HRN também capta órgãos para doação
O Hospital Regional Norte (HRN), em Sobral, conta também com uma Comissão Intra-hospitalar de Doação de Órgãos e Tecidos para Transplante (CIHDOTT), formada por enfermeiros, assistentes sociais, psicólogos, médicos da Emergência e da Unidade de Terapia Intensiva (UTI). Além disso, serviços secundários de imagem e laboratório auxiliam a CIHDOTT, que busca organizar, institucionalmente, rotinas e protocolos para possibilitar o processo da doação de órgãos e tecidos a pacientes que aguardam por um transplante. As equipes de captação dos hospitais transplantadores sob coordenação da Central de Transplantes do Governo de Estado captam no HRN fígado, rins e córneas. Neste ano, a unidade realizou a primeira captação de coração.
Ato de humanidade
Embora a doação de órgãos seja fundamental para salvar vidas, o tema ainda carrega estigma. E o papel dos profissionais de saúde é fundamental para acolher os familiares e fazê-los entender todo o processo, mesmo em um momento de dor. Esse é o compromisso diário dos membros das OPOs e Comissões Intra-Hospitalares de Doação de Órgãos e Tecidos para Transplante (CIHDOTT), que atuam nas unidades de saúde do Ceará.
Para Cibelle Bezerra, enfermeira do Banco de Olhos do Ceará (BOC), a entrevista familiar é um momento íntimo e único para os parentes do doador. “É sempre um momento emocionante e muito individual de cada família. Buscamos sensibilizá-los sobre a importância da doação. ‘Se você precisasse daquele órgão, você gostaria de receber?’ São alguns questionamentos que fazem as famílias refletirem. E, apesar do momento doloroso, muitos conseguem ressignificá-lo, dando a continuidade à vida de outras pessoas”, comenta.
Há dois anos realizando captações de córneas na região do Cariri, Cibelle se emocionou com o ato da família de Auricélia Calixto. Após a morte da professora, os familiares autorizaram a doação das córneas, como também iniciaram uma campanha nas redes sociais, divulgando a importância do ato de doar.
“Apesar da dor e da tristeza de toda a família. Sabemos que estamos fazendo o bem para alguém. Umas das melhores coisas que um ser humano pode fazer é se doar, ajudar quem necessita. Então, pensamos nisso. Estamos tristes, mas sabemos que alguém voltará a enxergar através dos olhos da Auricélia”, comenta Marcolina Leite, cunhada da doadora.

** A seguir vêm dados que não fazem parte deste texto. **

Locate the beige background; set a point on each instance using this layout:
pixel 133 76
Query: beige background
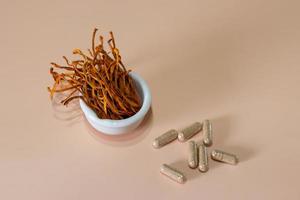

A decisão da doação partiu dos próprios filhos e do marido de Auricélia. E logo que decidiram pela doação, familiares compartilharam com parentes e amigos sobre o processo de doação. “Mesmo diante de um momento de dor, é uma atitude que serve para nos acalmar e confortar. É um ato humano, nobre. Que nossa sociedade possa perceber a doação de órgãos de forma mais humana. Se estamos partindo e não podemos mais estar aqui, então, ao menos uma parte nossa, por meio dos órgãos, estará salvando a vida de alguém”, concluiu.
Central de Transplantes do Ceará
A Central de Transplantes do Ceará funciona 24 horas, sete dias por semana, na sede da Sesa e coordena as atividades de transplantes no âmbito estadual. A central é responsável por regular a lista dos receptores de órgãos e tecidos, receber notificações de potenciais doadores, diagnosticados por morte encefálica, e articular a logística que torna a cirurgia de transplante possível.
Neste ano, 1.228 transplantes foram realizados até 26 de setembro. Dados da Associação Brasileira de Transplantes de Órgãos (ABTO) mostram a relevância do Ceará no que diz respeito à realização de procedimentos envolvendo córneas (2º lugar no País), fígado (3º), pâncreas (4º) e coração (5º).
No período, 786 transplantes de córnea já foram realizados. Outros transplantes com maior volume de realização são os de fígado e rim, os quais totalizam, respectivamente, 151 e 147. Os de medula óssea somam 104, e os de coração, 21.